JurnalPatroliNews – Denpasar – Sebagai bentuk empati dan kepedulian terhadap masyarakat yang terdampak banjir, Pegawai Pemprov Bali bergotong royong mendonasikan bantuan dalam bentuk uang tunai. Donasi yang digalang ini bersifat sukarela, disesuaikan dengan tingkat jabatan dan penghasilan pegawai. Informasi ini disampaikan Sekretaris Daerah Provinsi Bali Dewa Made Indra dalam siaran persnya, Kamis (18/9/2025).

Lebih jauh Sekda Dewa Indra menerangkan, penggalangan donasi ini merupakan tindak lanjut imbauan Gubernur Bali kepada semua pegawai di lingkungan Pemprov Bali untuk menunjukkan kepedulian dan rasa kemanusiaan terhadap dampak banjir besar yang menimbulkan korban jiwa, kerusakan kerusakan fasilitas, sarana dan prasarana milik masyarakat. Rasa kepedulian dan kemanusiaan itu ditunjukkan melalui gotong royong secara sukarela untuk membantu meringankan beban mereka.

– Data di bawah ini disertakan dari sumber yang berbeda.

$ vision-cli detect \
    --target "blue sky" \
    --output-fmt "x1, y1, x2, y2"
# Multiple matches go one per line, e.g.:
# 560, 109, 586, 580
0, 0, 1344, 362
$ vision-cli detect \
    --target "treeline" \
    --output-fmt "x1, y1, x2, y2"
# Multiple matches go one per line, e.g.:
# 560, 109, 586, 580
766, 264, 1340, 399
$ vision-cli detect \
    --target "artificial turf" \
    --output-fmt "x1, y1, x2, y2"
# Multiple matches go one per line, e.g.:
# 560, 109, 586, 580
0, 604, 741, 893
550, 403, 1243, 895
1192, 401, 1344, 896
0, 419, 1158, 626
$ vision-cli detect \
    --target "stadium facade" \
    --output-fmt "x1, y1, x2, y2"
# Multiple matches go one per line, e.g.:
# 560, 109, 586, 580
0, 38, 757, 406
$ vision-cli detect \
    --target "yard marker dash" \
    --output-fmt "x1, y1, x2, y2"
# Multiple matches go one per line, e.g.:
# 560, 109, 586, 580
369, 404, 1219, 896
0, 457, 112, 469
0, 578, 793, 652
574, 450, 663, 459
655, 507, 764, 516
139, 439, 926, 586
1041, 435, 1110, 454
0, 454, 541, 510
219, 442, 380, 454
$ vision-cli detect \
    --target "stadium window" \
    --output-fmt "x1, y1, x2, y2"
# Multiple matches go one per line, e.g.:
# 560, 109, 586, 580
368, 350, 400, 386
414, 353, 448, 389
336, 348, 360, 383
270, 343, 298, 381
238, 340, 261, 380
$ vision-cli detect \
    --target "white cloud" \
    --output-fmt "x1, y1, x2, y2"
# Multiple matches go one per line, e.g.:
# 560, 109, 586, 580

Imbauan Gubernur ditindaklanjuti dengan pedoman besaran dana gotong royong yang disesuaikan dengan tingkat jabatan dan penghasilan pegawai bersangkutan. Dalam pedoman itu diatur, Gubernur Bali sebesar Rp. 50 juta, Wakil Gubernur Rp. 25 Juta dan Sekda Rp. 3 Juta. Lalu untuk Jabatan Pimpinan Tinggi atau setingkat Kepala Dinas, eselon II/a sebesar Rp. 2,5 juta dan II/b sebesar Rp. 2 juta. Sedangkan untuk eselon III/a ditetapkan sebesar Rp. 1,5 juta dan III/b Rp, 1.250.000

Kemudian untuk kelompok fungsional juga diatur sesuai dengan tingkat jabatan dan besaran penghasilan yaitu JF Utama Rp. 1.250.000, JF Madya Rp. 1.000.000 dan JF Ahli Muda Rp. 500.000. Untuk di lingkungan sekolah, Kepsek sebesar Rp. 1.250.000, Guru Ahli Madya Rp 1.000.000, Guru Ahli Muda Rp. 500.000, Guru Ahli Pertama Rp. 300.000. Sedangkan pada kelompok PNS Pelaksana disesuaikan dengan golongan pada range Rp. 200 Ribu –Rp. 300 ribu dan PPPK sebesar Rp. 150 ribu.

Menurut Sekda Dewa Indra, besaran tersebut hanya sebagai pedoman saja.

“Pegawai dipersilahkan untuk bergotong royong lebih dari acuan, sesuai acuan, lebih rendah dari acuan, atau bahkan tidak ikut bergotong royong karena bersifat sukarela,” terangnya.